This is old news now! Here's a link from 5 years ago. https://www.forbes.com/sites/jeffmcmahon/2019/07/01/new-solar--battery-price-crushes-fossil-fuels-buries-nuclear/

This is from last year: https://www.lazard.com/research-insights/2023-levelized-cost-of-energyplus/

As to uptime, they have the same legal requirements as all utilities.

I was pro nuke until finding out solar plus grid battery was cheaper.

[–] iii@mander.xyz 2 points 9 hours ago (1 children)

Source (1)

Later this month the LA Board of Water and Power Commissioners is expected to approve a 25-year contract that will serve 7 percent of the city's electricity demand at 1.997¢/kwh for solar energy and 1.3¢ for power from batteries.

The project is 1 GW of solar, 500MW of storage. They don't specify storage capacity (MWh). The source provides two contradicting statements towards their ability to provide stable supply: (a)

"The solar is inherently variable, and the battery is able to take a portion of that solar from that facility, the portion that’s variable, which is usually the top tend of it, take all of that, strip that off and then store it into the battery, so the facility can provide a constant output to the grid"

And (b)

The Eland Project will not rid Los Angeles of natural gas, however. The city will still depend on gas and hydro to supply its overnight power.

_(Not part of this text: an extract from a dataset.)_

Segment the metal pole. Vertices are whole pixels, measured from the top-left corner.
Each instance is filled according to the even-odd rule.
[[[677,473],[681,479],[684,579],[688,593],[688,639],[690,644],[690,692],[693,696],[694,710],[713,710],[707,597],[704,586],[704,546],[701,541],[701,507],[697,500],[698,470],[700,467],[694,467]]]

Source (2) researches "Levelized cost of energy", a term they define as

Comparative LCOE analysis for various generation technologies on a $/MWh basis, including sensitivities for U.S. federal tax subsidies, fuel prices, carbon pricing and cost of capital

It looks at the cost of power generation. Nowhere does it state the cost of reaching 90% uptime with renewables + battery. Or 99% uptime with renewables + battery. The document doesn't mention uptime, at all. Only generation, independant of demand.

To the best of my understanding, these sources don't support the claim that renewables + battery storage are costeffective technologies for a balanced electric grid.

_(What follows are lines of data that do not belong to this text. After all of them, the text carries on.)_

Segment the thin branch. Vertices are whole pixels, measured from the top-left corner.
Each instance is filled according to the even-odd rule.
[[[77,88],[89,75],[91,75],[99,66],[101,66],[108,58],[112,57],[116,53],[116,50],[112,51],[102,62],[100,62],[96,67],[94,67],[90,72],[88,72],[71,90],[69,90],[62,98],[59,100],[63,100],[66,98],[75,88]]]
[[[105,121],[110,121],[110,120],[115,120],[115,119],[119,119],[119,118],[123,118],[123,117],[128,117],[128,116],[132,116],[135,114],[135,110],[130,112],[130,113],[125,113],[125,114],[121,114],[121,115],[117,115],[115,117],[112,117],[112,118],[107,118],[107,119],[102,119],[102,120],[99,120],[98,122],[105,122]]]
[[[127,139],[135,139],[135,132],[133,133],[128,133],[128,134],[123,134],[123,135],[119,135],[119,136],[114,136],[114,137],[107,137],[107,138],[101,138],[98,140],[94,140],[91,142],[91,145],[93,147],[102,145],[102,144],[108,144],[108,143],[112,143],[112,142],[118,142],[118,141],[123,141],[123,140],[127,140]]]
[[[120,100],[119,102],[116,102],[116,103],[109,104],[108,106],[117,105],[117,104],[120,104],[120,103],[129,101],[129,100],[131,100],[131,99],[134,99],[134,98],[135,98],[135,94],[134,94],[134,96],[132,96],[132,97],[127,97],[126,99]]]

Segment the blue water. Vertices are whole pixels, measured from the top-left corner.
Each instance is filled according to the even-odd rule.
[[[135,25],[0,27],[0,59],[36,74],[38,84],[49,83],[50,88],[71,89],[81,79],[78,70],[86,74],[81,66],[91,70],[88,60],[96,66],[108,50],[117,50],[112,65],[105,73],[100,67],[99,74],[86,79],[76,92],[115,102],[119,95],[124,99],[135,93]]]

[–] Blue_Morpho@lemmy.world 1 points 6 hours ago (1 children)

It looks at the cost of power generation

Yes.

But then you added the requirement of 90% uptime which is isn't how a grid works. For example a coal generator only has 85% uptime yet your power isn't out 4 hours a day every day.

Nuclear reactors are out of service every 18-24 months for refueling. Yet you don't lose power for days because the plant has typically two reactors and the grid is designed for those outages.

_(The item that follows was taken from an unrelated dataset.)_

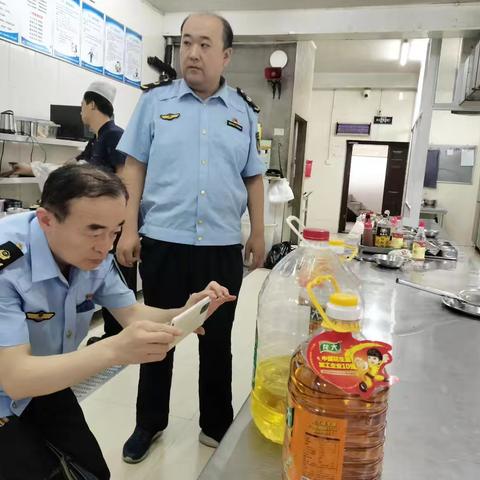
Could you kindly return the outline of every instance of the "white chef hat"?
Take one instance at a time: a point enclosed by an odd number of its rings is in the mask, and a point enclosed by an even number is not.
[[[94,92],[100,95],[101,97],[107,99],[112,105],[113,100],[115,99],[115,94],[117,93],[117,89],[107,82],[92,82],[87,90],[87,92]]]

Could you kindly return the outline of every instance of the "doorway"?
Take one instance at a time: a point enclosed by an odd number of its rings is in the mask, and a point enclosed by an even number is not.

So the only issue is cost per megawatt. You need 2 reactors for nuclear to be reliable. That's part of the cost. You need extra bess to be reliable. That's part of the cost.

[–] iii@mander.xyz 1 points 10 minutes ago* (last edited 8 minutes ago)

But then you added the requirement of 90% uptime which is isn't how a grid works.

I'm referring to the uptime of the grid. Not an individual power source.

Assume we've successfully banned fossil fuels and nuclear, as is the goal of the green parties.

How much renewable production, and bess, does one need to achieve 90% grid uptime? Or 99% grid uptime?

If it's just 90%, I can see solar + bess beating nuclear, price wise. If the goal instead is a reliable grid, then not.